Ed allora qual è la soluzione proposta nel libro? Probabilmente di definire meglio gli aspetti sanzionatori, così come già accade nel Regno Unito o negli Stati Uniti d’America, partendo magari da proposte di legge ultimamente presentate in Parlamento e che hanno dato adito a diversi spunti critici (3).
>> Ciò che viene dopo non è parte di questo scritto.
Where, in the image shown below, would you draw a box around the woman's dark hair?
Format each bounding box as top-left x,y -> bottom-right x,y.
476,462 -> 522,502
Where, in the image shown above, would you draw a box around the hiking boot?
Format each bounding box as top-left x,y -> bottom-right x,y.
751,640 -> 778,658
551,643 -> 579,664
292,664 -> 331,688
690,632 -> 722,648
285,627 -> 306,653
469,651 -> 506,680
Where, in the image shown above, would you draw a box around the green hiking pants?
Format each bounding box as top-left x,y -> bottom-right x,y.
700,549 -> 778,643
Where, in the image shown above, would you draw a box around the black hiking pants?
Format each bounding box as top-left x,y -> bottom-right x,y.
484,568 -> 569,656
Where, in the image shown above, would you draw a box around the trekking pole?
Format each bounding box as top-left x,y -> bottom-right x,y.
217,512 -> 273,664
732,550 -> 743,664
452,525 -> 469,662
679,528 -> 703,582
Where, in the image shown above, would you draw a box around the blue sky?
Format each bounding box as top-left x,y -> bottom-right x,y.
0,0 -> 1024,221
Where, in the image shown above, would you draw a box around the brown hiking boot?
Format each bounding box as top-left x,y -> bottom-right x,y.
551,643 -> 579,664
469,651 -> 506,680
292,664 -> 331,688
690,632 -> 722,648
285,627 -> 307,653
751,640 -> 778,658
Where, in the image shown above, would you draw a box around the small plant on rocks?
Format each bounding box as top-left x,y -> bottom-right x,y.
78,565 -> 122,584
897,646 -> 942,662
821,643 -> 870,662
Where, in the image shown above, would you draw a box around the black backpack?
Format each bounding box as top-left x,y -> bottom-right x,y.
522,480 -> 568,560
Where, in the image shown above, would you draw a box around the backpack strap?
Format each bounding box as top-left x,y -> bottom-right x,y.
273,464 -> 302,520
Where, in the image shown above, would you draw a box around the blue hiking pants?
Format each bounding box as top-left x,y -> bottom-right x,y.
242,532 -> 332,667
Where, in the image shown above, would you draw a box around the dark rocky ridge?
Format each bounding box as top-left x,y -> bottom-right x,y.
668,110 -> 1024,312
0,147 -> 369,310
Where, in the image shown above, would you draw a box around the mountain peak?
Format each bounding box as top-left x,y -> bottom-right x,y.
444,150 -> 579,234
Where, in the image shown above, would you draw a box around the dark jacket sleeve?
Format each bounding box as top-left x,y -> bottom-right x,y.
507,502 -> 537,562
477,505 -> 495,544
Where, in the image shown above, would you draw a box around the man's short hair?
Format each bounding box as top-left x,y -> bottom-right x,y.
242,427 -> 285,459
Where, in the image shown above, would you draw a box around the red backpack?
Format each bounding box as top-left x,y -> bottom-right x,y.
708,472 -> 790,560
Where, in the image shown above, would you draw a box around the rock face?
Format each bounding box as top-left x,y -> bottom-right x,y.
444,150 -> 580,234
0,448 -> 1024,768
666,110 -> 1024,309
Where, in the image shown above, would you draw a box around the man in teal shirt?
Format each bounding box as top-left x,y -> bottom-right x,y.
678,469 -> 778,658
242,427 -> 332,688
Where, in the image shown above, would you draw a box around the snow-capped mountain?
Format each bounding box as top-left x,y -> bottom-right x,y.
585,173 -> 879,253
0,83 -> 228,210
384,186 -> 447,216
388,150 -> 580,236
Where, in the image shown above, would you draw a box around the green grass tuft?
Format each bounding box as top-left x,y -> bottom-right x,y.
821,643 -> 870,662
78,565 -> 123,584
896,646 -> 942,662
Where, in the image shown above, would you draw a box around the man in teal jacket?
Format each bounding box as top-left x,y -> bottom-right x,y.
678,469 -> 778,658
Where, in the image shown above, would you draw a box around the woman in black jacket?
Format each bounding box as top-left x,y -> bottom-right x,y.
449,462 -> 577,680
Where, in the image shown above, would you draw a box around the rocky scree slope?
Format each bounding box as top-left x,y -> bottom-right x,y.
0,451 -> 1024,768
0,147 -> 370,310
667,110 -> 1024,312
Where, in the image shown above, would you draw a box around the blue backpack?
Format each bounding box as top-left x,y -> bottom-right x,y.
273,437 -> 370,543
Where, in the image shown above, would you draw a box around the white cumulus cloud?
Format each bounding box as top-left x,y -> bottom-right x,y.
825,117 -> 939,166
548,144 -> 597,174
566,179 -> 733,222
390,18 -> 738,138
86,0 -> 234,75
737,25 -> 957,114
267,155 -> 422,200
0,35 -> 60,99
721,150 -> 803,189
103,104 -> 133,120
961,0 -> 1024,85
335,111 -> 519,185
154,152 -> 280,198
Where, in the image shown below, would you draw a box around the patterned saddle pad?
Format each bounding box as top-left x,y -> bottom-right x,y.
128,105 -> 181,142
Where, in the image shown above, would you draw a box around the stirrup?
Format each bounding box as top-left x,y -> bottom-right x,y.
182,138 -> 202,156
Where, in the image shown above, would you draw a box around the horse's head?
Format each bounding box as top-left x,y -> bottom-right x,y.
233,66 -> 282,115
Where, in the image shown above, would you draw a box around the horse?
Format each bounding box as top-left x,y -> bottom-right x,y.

Bernardo Giorgio Mattarella, Le regole dell’onestà. Etica, politica, amministrazione, Il Mulino, Bologna 2007, pp. 216, euro 17,50.
Note
1) “La situazione verificatasi con Silvio Berlusconi alla guida del Governo […] ha rappresentato la sintesi perfetta e concreta di tutti i problemi con i quali gli studiosi di etica pubblica devono spesso confrontarsi in astratto e che essi possono divertirsi ad intrecciare, senza poter prevedere che l’intreccio si verifichi in concreto.” B.G. Mattarella – Le regole dell’onestà. Etica, politica, amministrazione”. Bologna, 2007. Il Mulino Saggi. Pag. 83
2) Il Professor Mattarella ne affronta anzi tutto il problema della sua doppia identità, ovvero come fenomeno statico piuttosto che dinamico. La legge approvata dal centrodestra nel 2004 considera il conflitto d’interessi un problema solo quando diventa dinamico. (Legge n. 215 del 2004)
3) Legge Franceschini, A.C. 1318, XV legislatura. Tale proposta legislativa ha avuto forti critiche da parte di chi vi ha riscontrato, in primis, problemi di incostituzionalità per quanto riguarda il discorso delle rimozioni e decadenze poste addirittura da chi non ne ha il potere, ovvero il Presidente della Repubblica e i Presidenti delle Camere; in secundis, problemi di parzialità, infatti vi si affronta solo il conflitto di interessi per componenti di Governo, non anche per parlamentari e/o titolari di altre cariche.